National Bundt Cake day! Any baked good with a day dedicated to it is a winner in my books. Mary of the Food Librarian blog loves Bundt cakes so much that she has done a 30 day count-down to today, baking and blogging a different Bundt cake recipe each day! Wow what an undertaking. Incredibly this is also the 3rd year she has done this.
Spurred on by her many delicious looking Bundt cake recipes I wanted to join in the fun and bake my own. I first tasted this cake recipe a couple of weeks back, when it was baked by a coeliac friend of mine for a get-together. It was the moistest, most intensely banana flavoured cake I had ever had. I begged her for the recipe and have been looking for an occasion to bake it ever since. The cake is meant to be baked in a large loaf tin, but I felt sure it would be equally as good baked in a Bundt tin instead.
I think the secret behind this cake is that it uses a lot of bananas which are first roasted in the oven, in their skins, in order to intensify their wonderful banana-iness (if that’s not a word, it should be). I have never encountered this in a recipe before and was a little sceptical about how much flavour this would actually impart to the cake, but the end results speak for themselves. It’s fantastic.
The cake is also studded with a few crushed nuts for added texture and flavour and I also added just a smidgen of mixed spice. The cake is kept extra moist by the use of oil and sour cream in place of butter in the recipe. The cake is quite dense but in a good way, similar to a pound cake rather than feeling heavy and solid.
I love the look of each slice; the speckles of banana make it look so pretty and appealing. As if the cake itself wasn’t delicious enough, it is also topped with a drizzle of maple glaze to add just that extra touch of sweetness. I’m not usually a fan of maple flavoured things, but it really complimented the banana flavour well.
The great thing about Bundt cakes is that they look impressive with very little effort. They are also generally studded with exciting flavours or chunks of chocolate or nuts, relaying on these for flavour rather than mountains of frosting. This was a divine cake and one that the rest of family couldn’t believe was also gluten free. I think its going to be my new ‘go-to’ banana cake recipe. Even if you already have a favourite banana recipe, I urge you to try roasted them for a few minutes first, it really makes a difference!
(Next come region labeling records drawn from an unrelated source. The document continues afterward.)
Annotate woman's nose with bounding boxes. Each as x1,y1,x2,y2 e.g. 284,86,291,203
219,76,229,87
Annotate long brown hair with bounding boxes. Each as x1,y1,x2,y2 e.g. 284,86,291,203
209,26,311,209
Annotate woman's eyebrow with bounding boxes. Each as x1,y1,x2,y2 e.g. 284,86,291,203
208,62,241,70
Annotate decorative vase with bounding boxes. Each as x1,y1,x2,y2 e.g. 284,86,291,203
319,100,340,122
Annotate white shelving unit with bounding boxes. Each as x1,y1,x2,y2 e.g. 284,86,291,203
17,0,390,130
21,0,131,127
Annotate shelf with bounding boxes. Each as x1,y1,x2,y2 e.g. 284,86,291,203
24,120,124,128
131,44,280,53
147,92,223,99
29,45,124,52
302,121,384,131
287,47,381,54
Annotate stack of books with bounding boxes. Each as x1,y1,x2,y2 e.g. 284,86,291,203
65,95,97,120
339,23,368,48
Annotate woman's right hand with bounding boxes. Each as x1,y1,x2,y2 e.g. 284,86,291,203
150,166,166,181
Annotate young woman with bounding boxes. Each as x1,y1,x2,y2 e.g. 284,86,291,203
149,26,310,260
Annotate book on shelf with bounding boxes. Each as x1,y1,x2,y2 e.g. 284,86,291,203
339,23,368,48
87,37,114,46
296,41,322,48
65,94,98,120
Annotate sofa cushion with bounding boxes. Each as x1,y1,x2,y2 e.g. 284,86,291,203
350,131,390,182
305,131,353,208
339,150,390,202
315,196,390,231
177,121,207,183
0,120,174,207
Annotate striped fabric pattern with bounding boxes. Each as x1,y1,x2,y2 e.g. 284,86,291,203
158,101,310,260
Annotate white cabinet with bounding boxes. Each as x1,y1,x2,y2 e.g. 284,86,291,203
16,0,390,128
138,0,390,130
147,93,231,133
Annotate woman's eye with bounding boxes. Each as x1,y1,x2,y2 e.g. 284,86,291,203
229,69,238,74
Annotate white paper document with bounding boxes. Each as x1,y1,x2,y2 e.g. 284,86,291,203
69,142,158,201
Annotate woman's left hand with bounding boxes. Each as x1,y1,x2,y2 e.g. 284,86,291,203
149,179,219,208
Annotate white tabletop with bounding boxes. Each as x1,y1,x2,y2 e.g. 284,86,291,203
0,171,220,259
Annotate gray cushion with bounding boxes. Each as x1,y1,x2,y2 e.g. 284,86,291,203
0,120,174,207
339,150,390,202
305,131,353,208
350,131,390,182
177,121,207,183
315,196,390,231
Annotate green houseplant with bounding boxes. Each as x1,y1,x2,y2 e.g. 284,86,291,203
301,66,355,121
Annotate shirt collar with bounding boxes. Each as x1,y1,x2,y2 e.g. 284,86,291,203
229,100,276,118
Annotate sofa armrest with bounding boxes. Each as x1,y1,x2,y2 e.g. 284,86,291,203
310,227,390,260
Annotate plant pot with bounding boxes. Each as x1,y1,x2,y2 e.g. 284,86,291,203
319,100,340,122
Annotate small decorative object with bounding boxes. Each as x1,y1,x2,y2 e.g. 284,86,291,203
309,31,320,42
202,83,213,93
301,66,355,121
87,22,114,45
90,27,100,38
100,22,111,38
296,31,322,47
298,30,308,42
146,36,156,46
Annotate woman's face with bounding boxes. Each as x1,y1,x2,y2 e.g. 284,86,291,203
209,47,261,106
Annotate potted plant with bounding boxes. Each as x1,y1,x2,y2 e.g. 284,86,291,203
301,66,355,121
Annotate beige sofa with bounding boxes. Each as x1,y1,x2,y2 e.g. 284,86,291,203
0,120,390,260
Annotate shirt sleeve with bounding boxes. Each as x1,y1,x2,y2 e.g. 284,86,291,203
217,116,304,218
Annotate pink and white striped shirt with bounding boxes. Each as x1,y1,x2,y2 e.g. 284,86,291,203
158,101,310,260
Mary wants everyone to share her love of Bundt cakes and so is encouraging everyone to bake and blog a Bundt cake recipe from now until 24th November. If you submit a photo to her before this date then she’ll send you a Bundt badge for baking along. Click here for details. This is of course my entry.
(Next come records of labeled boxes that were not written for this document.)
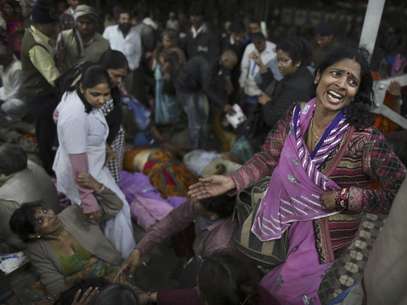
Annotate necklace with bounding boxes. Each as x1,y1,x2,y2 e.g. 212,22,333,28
307,118,320,150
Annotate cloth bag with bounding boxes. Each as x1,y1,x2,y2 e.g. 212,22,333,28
233,177,288,273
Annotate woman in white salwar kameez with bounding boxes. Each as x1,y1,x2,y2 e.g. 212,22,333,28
53,65,135,258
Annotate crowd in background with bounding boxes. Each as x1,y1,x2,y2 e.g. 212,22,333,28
0,0,407,305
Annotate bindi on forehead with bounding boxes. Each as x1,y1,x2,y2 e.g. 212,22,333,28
331,59,361,75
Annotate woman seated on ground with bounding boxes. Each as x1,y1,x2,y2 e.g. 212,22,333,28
53,65,135,257
10,173,129,296
190,48,406,305
132,251,273,305
122,195,235,282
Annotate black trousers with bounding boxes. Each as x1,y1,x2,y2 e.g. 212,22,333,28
28,94,58,175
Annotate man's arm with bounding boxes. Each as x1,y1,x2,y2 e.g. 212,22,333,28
28,46,60,86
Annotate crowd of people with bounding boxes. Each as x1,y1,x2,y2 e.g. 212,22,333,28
0,0,407,305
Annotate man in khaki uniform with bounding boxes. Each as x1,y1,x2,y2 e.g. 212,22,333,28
57,4,109,72
19,0,60,174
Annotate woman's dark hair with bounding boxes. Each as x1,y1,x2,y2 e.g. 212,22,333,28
9,201,44,242
315,46,374,129
80,65,112,89
91,284,139,305
0,143,27,176
200,195,236,218
76,65,112,113
54,278,110,305
198,252,260,305
251,32,266,43
277,36,312,66
99,50,129,70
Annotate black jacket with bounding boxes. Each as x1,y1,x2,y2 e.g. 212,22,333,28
185,27,220,61
258,67,315,128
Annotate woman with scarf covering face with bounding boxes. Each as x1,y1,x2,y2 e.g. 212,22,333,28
53,65,135,258
189,47,406,305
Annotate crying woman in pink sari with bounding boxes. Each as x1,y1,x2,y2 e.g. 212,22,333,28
189,48,406,305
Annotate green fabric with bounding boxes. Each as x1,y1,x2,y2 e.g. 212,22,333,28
57,243,117,278
230,136,254,163
20,29,55,97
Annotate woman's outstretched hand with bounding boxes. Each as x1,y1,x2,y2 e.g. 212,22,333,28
188,175,236,200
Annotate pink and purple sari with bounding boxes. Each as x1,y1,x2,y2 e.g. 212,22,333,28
258,99,349,305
Roasted Banana & Pecan Bundt Cake with Maple Glaze
(Recipe adapted from Gluten Free Baking by Phil Vickery)
450g ripe bananas with skin on (about 3½)
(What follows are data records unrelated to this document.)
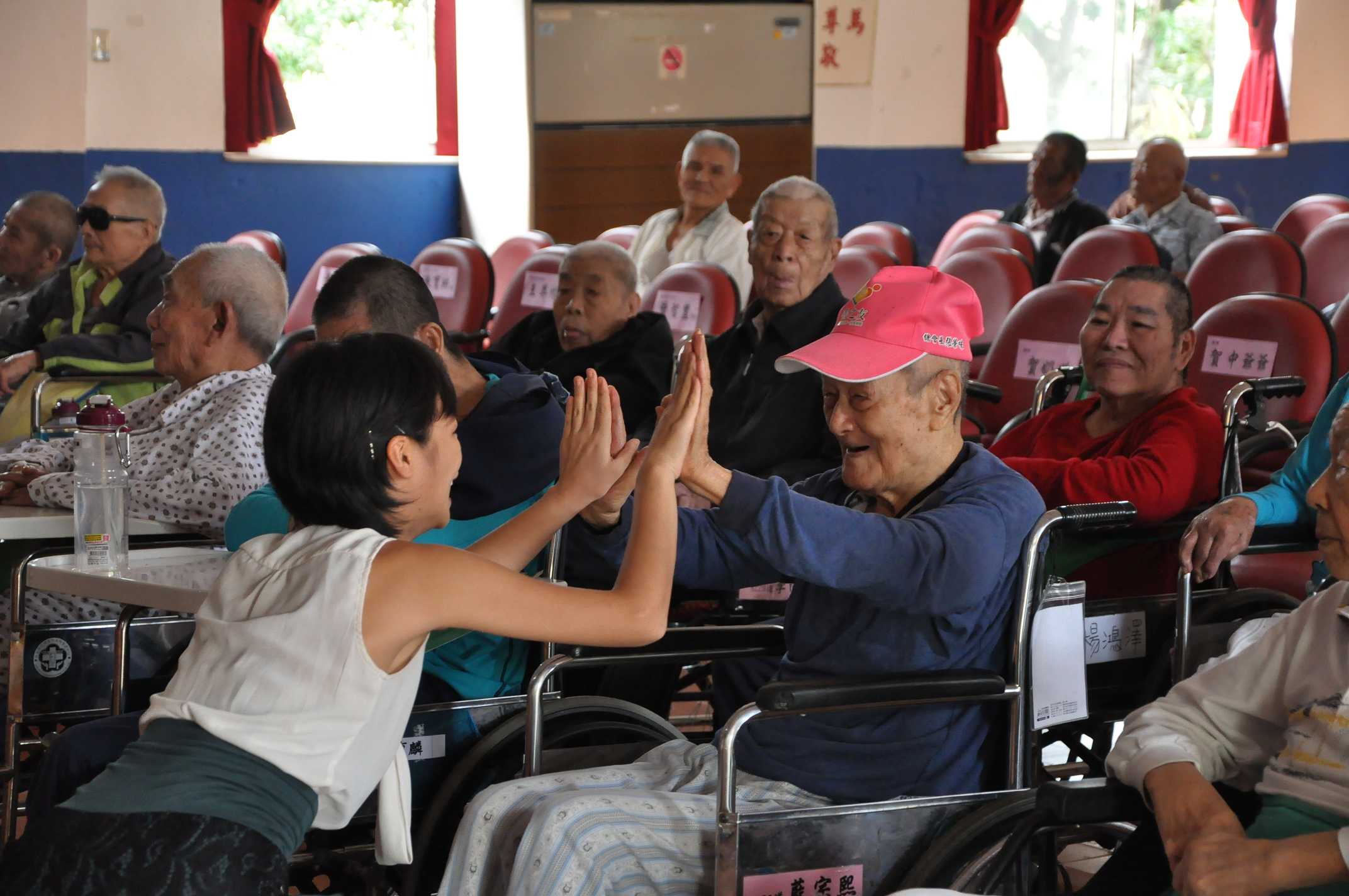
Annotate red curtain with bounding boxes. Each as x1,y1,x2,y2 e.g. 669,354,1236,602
1228,0,1289,148
221,0,296,152
965,0,1021,150
436,0,459,155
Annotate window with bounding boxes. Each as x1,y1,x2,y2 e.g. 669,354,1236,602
252,0,436,160
999,0,1295,150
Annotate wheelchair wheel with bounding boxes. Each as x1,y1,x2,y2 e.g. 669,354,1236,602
398,697,684,896
901,793,1133,893
898,793,1034,890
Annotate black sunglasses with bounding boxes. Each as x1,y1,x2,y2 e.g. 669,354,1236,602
76,205,150,231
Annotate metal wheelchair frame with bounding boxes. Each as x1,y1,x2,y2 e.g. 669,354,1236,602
515,502,1133,896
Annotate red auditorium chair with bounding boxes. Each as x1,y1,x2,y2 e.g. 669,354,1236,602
1187,291,1336,437
1189,293,1336,596
1218,215,1256,233
488,231,553,310
281,243,381,333
940,247,1034,356
642,262,741,342
1186,227,1307,320
947,221,1034,269
595,224,642,249
1273,193,1349,245
843,221,917,264
1302,215,1349,311
1330,293,1349,375
834,245,900,298
413,236,494,342
968,281,1102,444
487,245,571,342
225,231,286,274
1050,224,1159,282
928,208,1002,267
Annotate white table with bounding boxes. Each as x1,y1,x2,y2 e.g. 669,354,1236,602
0,506,188,541
28,547,231,613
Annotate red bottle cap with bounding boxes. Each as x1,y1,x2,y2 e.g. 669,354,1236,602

150g light soft brown sugar
125ml sunflower oil
1 tsp glycerine (I used golden syrup)
225g gluten free flour (I used Doves flour mix)
½ tsp xanthan gum
½ tsp bicarbonate of soda
½ tsp gluten free baking powder
2 tbsp crème fraiche (I used sour cream)
50g roughly chopped walnuts (I used pecans)
½ tsp mixed spice (My own addition)
3 tbsp maple syrup (I only used 2tbsp)
75g icing sugar
Make a couple of slits in the skins of the bananas and lay them on a baking tray. Bake the bananas, in their skins, for 10 minutes (they will go black). Then remove them from the oven and leave them to cool slightly. Reduce the oven to 180C.
Oil a 9-10inch wide Bundt tin and set to one side.
Whisk the sugar, oil and glycerine together, adding the eggs one by one, until well combined.
Sift over the flour, bicarbonate of soda, baking powder, xanthan gum and spice. Peel the skin off the bananas and weigh out 250g of the flesh. Add the mushy banana to the rest of the mix along with the crème fraiche.
Beat everything together until combined and no large chunks of banana remain.
Stir through the chopped nuts and pour the mixture into the prepared Bundt tin.
Bake for 45 minutes until risen, golden brown and a skewer inserted in the top comes out clean.
Allow to cool for 30minutes in the tin before inverting onto a serving plate. It should release from the tin if you give it a firm shake.
Leave to cool completely before icing with the glaze.
Spoon/drizzle the glaze over the top of the cool cake and leave to set for 20 minutes before serving.